Wow is business really that bad how much are you making a year. Because 20 dollars isn't worth my time. Not rich by any means but ouch I just started my business and I am having absolutely no problems paying my overhead. I must just be getting lucky as hell your getting me scarred I'm gonna go read that post about getting ready for 2010 again your getting me depressed


----------



## mstrat (Jul 10, 2013)

Just to revisit this thread a little...what are people doing for phone lines these days? I've been eyeing up Ooma as well, just wondering about the phone book...do they still let ya post whatever number you want in there? (assuming you have to pay for it!)


----------



## richpuer (Aug 20, 2013)

i go with att. bundle it with internet for home, business, iphones, ipads...comes out to like 500/mo. but all on one bill. thank god.


----------



## SectorSecurity (Nov 26, 2013)

I have my cell phone, which I would have if I ran my own company or not, then I have a VOIP line through Voip.ms and it cost me between 40-60$ a year. I like VOIP as I only pay 1.99$ a month then pay for what I use its like 1 cent a minute. 

The good thing is I can use a soft phone on my computer so when I travel my business line is always with me regardless of where I am, also makes it so the family can call me at a local number when I am on the road without having to pay long distance.


----------



## mstrat (Jul 10, 2013)

richpuer said:


> i go with att. bundle it with internet for home, business, iphones, ipads...comes out to like 500/mo. but all on one bill. thank god.


$500/month? Ouch! How many people do you have on that plan?


----------



## Alliance (Jan 18, 2014)

Wow I didn't know people still had land lines. I do all my business with one cell phone, but I have three different numbers for the phone. I have a personal number, business number and an Adwords number. You can add numbers to any current phone line by going to https://www.google.com/voice. you must have a Google account and yes it's free.


----------



## pcplumber (Oct 12, 2008)

*I think a land line is critical*

I think a land line is critical. When you use only a cell phone you can't get away from business for one minute. Should you get sick, or go on vacation you have to give up your cell phone, leaving you with no phone, when you can't, or don't want to answer your phone. 

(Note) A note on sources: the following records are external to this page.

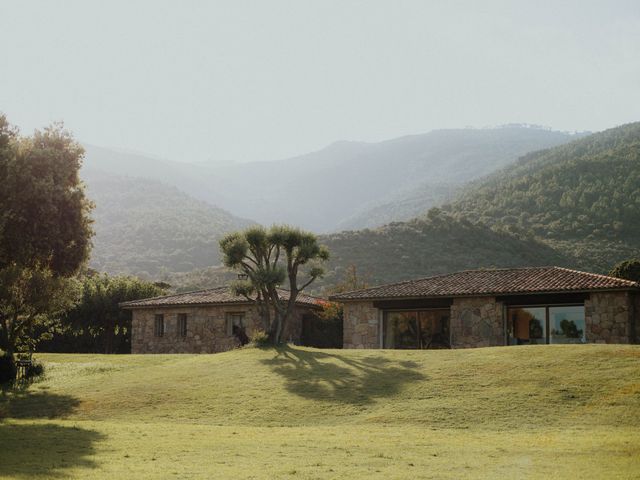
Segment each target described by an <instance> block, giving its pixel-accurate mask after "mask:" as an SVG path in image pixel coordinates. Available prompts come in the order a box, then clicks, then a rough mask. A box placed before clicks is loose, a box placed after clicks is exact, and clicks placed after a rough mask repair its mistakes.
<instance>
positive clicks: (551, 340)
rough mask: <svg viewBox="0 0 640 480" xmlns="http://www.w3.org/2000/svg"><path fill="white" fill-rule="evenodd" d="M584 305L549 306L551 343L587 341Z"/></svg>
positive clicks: (549, 338)
mask: <svg viewBox="0 0 640 480" xmlns="http://www.w3.org/2000/svg"><path fill="white" fill-rule="evenodd" d="M585 330H586V328H585V321H584V307H550V308H549V343H585V342H586V337H585Z"/></svg>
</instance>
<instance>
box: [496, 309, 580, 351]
mask: <svg viewBox="0 0 640 480" xmlns="http://www.w3.org/2000/svg"><path fill="white" fill-rule="evenodd" d="M507 315H508V321H507V331H508V336H509V345H535V344H544V343H585V342H586V337H585V330H586V328H585V320H584V306H583V305H574V306H557V307H552V306H549V307H519V308H509V309H508V313H507ZM547 330H548V332H549V335H548V338H547Z"/></svg>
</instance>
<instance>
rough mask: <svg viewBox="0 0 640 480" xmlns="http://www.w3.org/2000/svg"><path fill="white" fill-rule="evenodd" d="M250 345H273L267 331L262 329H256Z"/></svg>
mask: <svg viewBox="0 0 640 480" xmlns="http://www.w3.org/2000/svg"><path fill="white" fill-rule="evenodd" d="M249 345H251V346H252V347H257V348H264V347H269V346H271V342H270V341H269V335H267V333H266V332H264V331H262V330H256V331H255V333H254V334H253V336H252V337H251V343H250V344H249Z"/></svg>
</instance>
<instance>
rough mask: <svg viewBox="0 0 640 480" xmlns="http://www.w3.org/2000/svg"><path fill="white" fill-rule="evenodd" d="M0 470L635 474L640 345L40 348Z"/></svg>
mask: <svg viewBox="0 0 640 480" xmlns="http://www.w3.org/2000/svg"><path fill="white" fill-rule="evenodd" d="M39 358H40V359H42V360H44V361H45V362H46V364H47V368H48V370H47V377H46V379H45V380H44V381H42V382H39V383H36V384H34V385H31V386H30V387H29V388H26V389H23V390H18V391H14V392H5V393H4V394H3V395H2V397H0V444H1V445H2V447H1V448H0V478H25V479H26V478H29V479H31V478H62V479H64V478H105V479H106V478H136V479H147V478H158V479H164V478H185V479H186V478H203V479H204V478H207V479H208V478H256V479H261V478H309V479H311V478H314V479H316V478H317V479H324V478H354V479H355V478H363V477H371V478H385V479H395V478H397V479H403V478H451V479H459V478H497V477H504V478H545V479H553V478H572V479H573V478H607V479H609V478H640V347H638V346H606V345H585V346H540V347H535V346H532V347H520V348H515V347H502V348H485V349H475V350H455V351H451V350H438V351H372V350H369V351H366V350H360V351H356V350H345V351H342V350H314V349H306V348H297V347H295V348H294V347H292V348H284V349H281V350H277V351H276V350H258V349H244V350H238V351H234V352H228V353H223V354H217V355H148V356H134V355H129V356H104V355H53V354H51V355H44V354H43V355H40V356H39Z"/></svg>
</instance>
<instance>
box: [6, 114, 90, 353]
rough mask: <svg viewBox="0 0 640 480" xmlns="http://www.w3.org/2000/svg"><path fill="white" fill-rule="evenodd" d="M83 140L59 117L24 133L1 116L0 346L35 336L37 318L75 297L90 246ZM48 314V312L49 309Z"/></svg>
mask: <svg viewBox="0 0 640 480" xmlns="http://www.w3.org/2000/svg"><path fill="white" fill-rule="evenodd" d="M82 155H83V150H82V147H81V146H80V145H79V144H78V143H77V142H76V141H75V140H74V139H73V137H72V136H71V134H70V133H69V132H67V131H66V130H64V128H63V127H62V125H61V124H55V125H53V126H51V127H48V128H46V129H45V130H44V131H36V132H35V133H34V134H33V135H32V136H30V137H21V136H19V135H18V132H17V130H16V129H15V128H13V127H11V125H9V123H8V122H7V120H6V117H5V116H0V184H1V185H2V188H1V189H0V278H1V284H2V288H0V348H2V349H4V350H5V351H8V352H12V351H14V349H15V348H16V346H19V345H27V344H32V343H33V341H34V339H33V338H32V337H30V335H33V332H34V325H35V324H36V323H37V322H44V321H45V320H44V319H46V318H48V319H49V320H50V317H51V316H56V315H59V314H60V312H62V311H64V310H65V309H66V308H68V307H69V306H70V305H72V304H73V301H74V299H75V298H76V296H77V294H78V292H79V289H78V288H77V285H74V282H75V280H74V278H73V277H74V276H75V275H76V274H77V273H78V272H79V271H80V269H81V268H82V267H83V266H84V265H85V263H86V261H87V258H88V256H89V251H90V248H91V235H92V229H91V217H90V212H91V209H92V206H93V205H92V203H91V202H90V201H89V200H88V199H87V198H86V197H85V194H84V187H83V185H82V183H81V182H80V180H79V177H78V171H79V169H80V165H81V161H82ZM47 315H48V316H49V317H47Z"/></svg>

There are many periods (at least around here) where cell phones don't work for a few hour to sometimes as long as 12 hours due to satellite and cell tower problems. 

There are still many areas in the Los Angeles and surrounding areas where absolutely no cell phones ever work and I have to use the customer's landline to call my office and ask them to switch the phones back to our landline.

There are too many cell phones (especially the Iphones) where the voice you hear from the Iphone is difficult to understand and I have to ask the caller to call me from a landline.

I think it is better to have your phone calls come in through a landline and then you can forward the calls to any phone in the world, but if you have your calls come directly into a cell phone then when you forward your calls (if you can) then you won't receive any phone calls on your cell phone. When using a landline you can divide the calls with other employees, relatives, etc. and get away from your business for a few hours, or for a good vacation.

When I take a break for even one day I leave my cell phone at home.


----------